About 3,500 cars were produced in Germany as long ago as 1906, but German manufacturers were unable to meet domestic demand completely. This caused Gasmotoren-Fabrik DEUTZ AG in 1907 to undertake an analysis of the motor vehicles market. The hope of finding sufficient sales particularly on the domestic market were thus well founded and the opportunity was gladly seized of recruiting a promising design engineer, one who even brought the complete plans for a vehicle with him: Ettore Bugatti. Bugatti, born on 15 September 1881 in Milan, initially worked in his home city but then moved to Alsace (part of the German Empire in those days) to work for the Maschinenfabrik Grafenstaden under Baron de Diederich. The situation he found there, however, apparently did not offer him the prospect of any great success so he decided to accept a position with Gasmotoren-Fabrik DEUTZ AG in a place then called Cöln-Deutz, because the financial conditions must have been enticing. Bugatti's investigations appear to have produced highly favourable findings, with the result that a contract was signed on 1st September 1907. The four-cylinder in-line four-stroke engine designed by Bugatti with its overhead camshaft driven by a king-shaft and its suspended valves was far ahead of its time. Vehicles were to be built with chain and shaft drive in the Berlin branch works of Gasmotoren-Fabrik DEUTZ AG.

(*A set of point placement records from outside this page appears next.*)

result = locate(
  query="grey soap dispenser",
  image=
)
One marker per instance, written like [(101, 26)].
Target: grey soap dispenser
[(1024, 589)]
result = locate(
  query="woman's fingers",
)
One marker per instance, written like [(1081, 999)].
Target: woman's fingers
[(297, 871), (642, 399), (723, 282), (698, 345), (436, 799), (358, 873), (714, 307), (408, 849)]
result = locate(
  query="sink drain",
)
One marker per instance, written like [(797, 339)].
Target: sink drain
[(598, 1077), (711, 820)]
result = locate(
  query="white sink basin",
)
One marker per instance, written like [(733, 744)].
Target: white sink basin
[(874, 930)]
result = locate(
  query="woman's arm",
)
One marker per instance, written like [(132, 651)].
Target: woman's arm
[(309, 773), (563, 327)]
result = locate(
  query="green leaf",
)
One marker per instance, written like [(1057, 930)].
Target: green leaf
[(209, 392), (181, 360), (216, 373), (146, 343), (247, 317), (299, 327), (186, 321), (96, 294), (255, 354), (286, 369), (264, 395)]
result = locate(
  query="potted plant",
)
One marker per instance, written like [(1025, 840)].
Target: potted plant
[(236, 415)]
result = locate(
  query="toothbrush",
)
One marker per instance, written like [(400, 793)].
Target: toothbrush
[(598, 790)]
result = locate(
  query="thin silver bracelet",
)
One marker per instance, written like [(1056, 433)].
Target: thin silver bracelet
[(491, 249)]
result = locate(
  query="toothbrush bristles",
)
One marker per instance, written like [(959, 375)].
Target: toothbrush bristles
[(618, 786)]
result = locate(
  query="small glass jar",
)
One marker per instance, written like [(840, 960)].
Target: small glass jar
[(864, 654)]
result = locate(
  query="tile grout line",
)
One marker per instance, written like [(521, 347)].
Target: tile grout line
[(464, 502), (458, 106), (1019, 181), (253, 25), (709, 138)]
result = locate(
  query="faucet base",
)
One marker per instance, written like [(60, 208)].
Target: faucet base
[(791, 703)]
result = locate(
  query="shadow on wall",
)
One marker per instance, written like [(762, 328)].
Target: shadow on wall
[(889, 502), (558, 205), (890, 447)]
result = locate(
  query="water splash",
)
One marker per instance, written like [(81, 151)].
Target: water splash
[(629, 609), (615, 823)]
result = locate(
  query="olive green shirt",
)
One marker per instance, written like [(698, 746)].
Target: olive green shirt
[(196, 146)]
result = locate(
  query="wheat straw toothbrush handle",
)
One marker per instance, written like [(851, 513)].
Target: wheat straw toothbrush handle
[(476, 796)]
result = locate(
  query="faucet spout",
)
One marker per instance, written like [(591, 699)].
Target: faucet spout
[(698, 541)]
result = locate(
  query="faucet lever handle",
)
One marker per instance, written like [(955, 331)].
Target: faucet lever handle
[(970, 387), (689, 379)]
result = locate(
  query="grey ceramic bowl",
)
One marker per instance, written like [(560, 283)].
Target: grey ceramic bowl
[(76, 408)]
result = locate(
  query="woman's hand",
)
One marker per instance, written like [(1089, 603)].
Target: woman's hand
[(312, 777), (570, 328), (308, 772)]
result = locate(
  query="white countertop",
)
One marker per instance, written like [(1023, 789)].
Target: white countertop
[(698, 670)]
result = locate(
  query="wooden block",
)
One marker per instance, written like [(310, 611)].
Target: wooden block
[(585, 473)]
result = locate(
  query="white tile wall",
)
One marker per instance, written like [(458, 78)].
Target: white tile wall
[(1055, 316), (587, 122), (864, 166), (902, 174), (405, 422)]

Co-ordination difficulties between Bugatti and company management, and problems in producing the vehicles economically, led to the contract with Bugatti being terminated in 1909, although it had originally been set to run for five years. Production ceased after only about 50 of these cars had been produced. Car production at DEUTZ was thus fated to become nothing more than a brief episode. Ettore Bugatti set himself up in business in Molsheim. The oval logo formerly used for vehicles produced in Cöln-Deutz with the DEUTZ lettering from then on bore the name of BUGATTI.

Ettore Bugatti died in France on 21 August 1947.